Pakistan : un «Bus-Tribunal» pour rendre la justice devant les talibans
Dans un long bus vert serti d'un croissant de lune nacré, le juge Fazal Wadood se tient face aux plaignants qui se succèdent devant sa cour itinérante. Pour son tout 1er déplacement, le tribunal-mobile s'est installé sur un parking de Hayatabad, un faubourg de Peshawar, une région instable accolée à l'Afghanistan et secouée depuis des années par la violente rebellion islamiste des talibans.Le long de l'autocar reconverti en mini-parloir de justice, protégé par des policiers armés, des dizaines de personnes patientent sous un auvent, face à un écran de télévision chargé d'annoncer leur ordre de passage.
Les affaires se succèdent, y compris le cas de 3 afghans menottés qui reconnaissent vivre illégalement au Pakistan. La sentence tombe : une semaine de prison puis l'expulsion.
Le juge Waddo a traité une trentaine de cas le 27 août 2013 dans cette salle d'audience bondée que la chaleur de l'été et l'absence de climatisation a transformé en sauna. Tout le contraire des tribunaux pakistanais classiques où de simples affaires de propriété ou de succession peuvent prendre des années à être résolues. Dans les zones reculées, les habitants des villages doivent parcourir des kilomètres pour se rendre dans les tribunaux en ville. Et il suffit qu'une des deux parties ne soit pas présente pour que l'affaire soit reportée.
Les talibans se sont engouffrés dans la brêche, prospérant dans le nord-ouest, sur le terreau de la pauvreté et de la faiblesse de l'Etat, jusqu'à prendre brièvement le pouvoir dans un de ses recoins montagneux, la vallée de Swat. A Swat, comme en Afghanistan, les talibans ont rallié certaines populations en leur apportant une justice expéditive.
D'où l'idée, pour leur couper l'herbe sous le pied, de lancer un tribunal mobile chargé d'aller régler les conflits dans le village en misant sur la médiation plutôt que sur des procédures formelles et fastidieuses. Le projet de 15 millions de dollars, dont 98 000 pour le seul bus, a été initié par la Haute Cour du Khyber Pakhtunkhwa (la province du nord-ouest) et soutenu par le Programme des Nations-unies pour le développement (PNUD). «Renforcer le système judiciaire est l'une des principales manières de contrer l'influence des acteurs non étatiques dans la région», explique Marc-André Franche, chef du PNUD au Pakistan.
Les autorités ont formé 8 juges et 18 avocats, appelés «médiateurs» ou «amis de la cour» pour régler rapidement de gré à gré des différends qui engorgent les tribunaux et empoisonnent la vie des gens. Le tribunal mobile s'occupe d'affaires courantes, y compris de petite criminalité, mais ne touche pas aux affaires sensibles comme le meurtre, l'adultère ou le blasphème.

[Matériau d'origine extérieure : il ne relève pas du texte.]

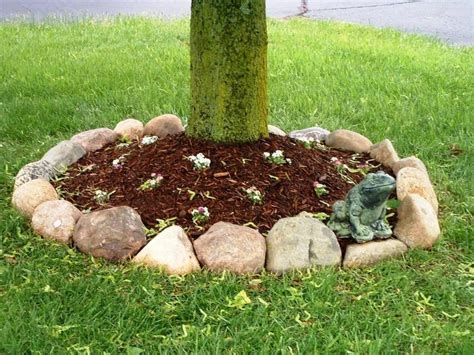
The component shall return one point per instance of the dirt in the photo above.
(287, 189)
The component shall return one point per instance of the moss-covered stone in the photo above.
(228, 71)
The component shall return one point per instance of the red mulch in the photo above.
(218, 188)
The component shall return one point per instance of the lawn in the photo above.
(57, 79)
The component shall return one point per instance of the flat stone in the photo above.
(115, 234)
(384, 153)
(417, 224)
(37, 170)
(32, 194)
(411, 162)
(64, 154)
(317, 133)
(95, 139)
(227, 246)
(130, 128)
(344, 139)
(301, 242)
(414, 181)
(372, 252)
(171, 250)
(163, 126)
(55, 220)
(276, 130)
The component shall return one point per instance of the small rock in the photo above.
(344, 139)
(417, 224)
(384, 153)
(130, 128)
(171, 250)
(116, 233)
(163, 125)
(64, 154)
(372, 252)
(317, 133)
(37, 170)
(301, 242)
(55, 220)
(276, 131)
(227, 246)
(32, 194)
(412, 162)
(414, 181)
(95, 139)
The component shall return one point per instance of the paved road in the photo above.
(450, 20)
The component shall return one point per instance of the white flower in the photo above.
(199, 161)
(149, 140)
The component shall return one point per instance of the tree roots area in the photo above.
(309, 179)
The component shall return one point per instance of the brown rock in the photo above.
(40, 169)
(32, 194)
(414, 181)
(115, 234)
(95, 139)
(170, 250)
(130, 128)
(163, 125)
(384, 153)
(344, 139)
(417, 224)
(227, 246)
(372, 252)
(55, 220)
(412, 162)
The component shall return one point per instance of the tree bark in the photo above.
(228, 71)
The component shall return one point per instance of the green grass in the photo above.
(58, 79)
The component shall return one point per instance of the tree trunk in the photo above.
(228, 71)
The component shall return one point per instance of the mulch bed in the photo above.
(288, 189)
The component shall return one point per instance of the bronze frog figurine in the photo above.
(362, 215)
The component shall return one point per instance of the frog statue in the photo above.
(362, 214)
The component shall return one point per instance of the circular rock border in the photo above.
(293, 242)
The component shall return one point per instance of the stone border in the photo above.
(293, 243)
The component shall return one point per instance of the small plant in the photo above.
(118, 163)
(102, 197)
(200, 215)
(147, 140)
(200, 162)
(277, 157)
(320, 189)
(254, 195)
(152, 183)
(307, 142)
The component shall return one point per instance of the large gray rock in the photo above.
(344, 139)
(55, 220)
(301, 242)
(64, 154)
(95, 139)
(227, 246)
(417, 224)
(130, 128)
(384, 153)
(171, 250)
(115, 234)
(163, 126)
(414, 181)
(32, 194)
(37, 170)
(372, 252)
(411, 162)
(317, 133)
(276, 130)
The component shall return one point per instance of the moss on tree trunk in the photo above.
(228, 71)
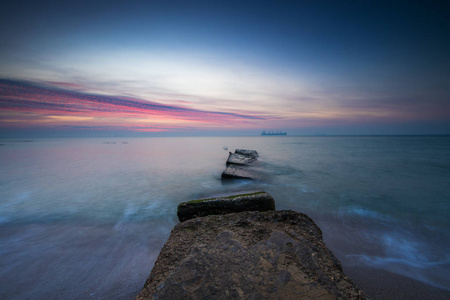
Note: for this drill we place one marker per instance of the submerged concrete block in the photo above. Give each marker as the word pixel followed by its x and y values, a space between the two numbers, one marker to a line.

Plusieurs incertitudes se dressent toutefois face au 1er tribunal mobile, notamment la présence dans la région des «jirgas», des assemblées traditionnelles d'anciens ou de sages qui rendent des décisions rapides mais parfois jugées arbitraires, et qui risquent de voir d'un mauvais oeil l'arrivée de ces «nouveaux médiateurs».
«Nous ne voulons pas concurrencer les jirgas, nous voulons putôt leur faire une place à bord», tempère Hayat Ali Shah, directeur de l'Ecole de magistrature de Peshawar.
Autre inquiétude : la sécurité. Les autorités se posent d'ailleurs la question de savoir si elles devoileront à l'avance le calendrier des déplacements de l'autobus pour minimiser les risques.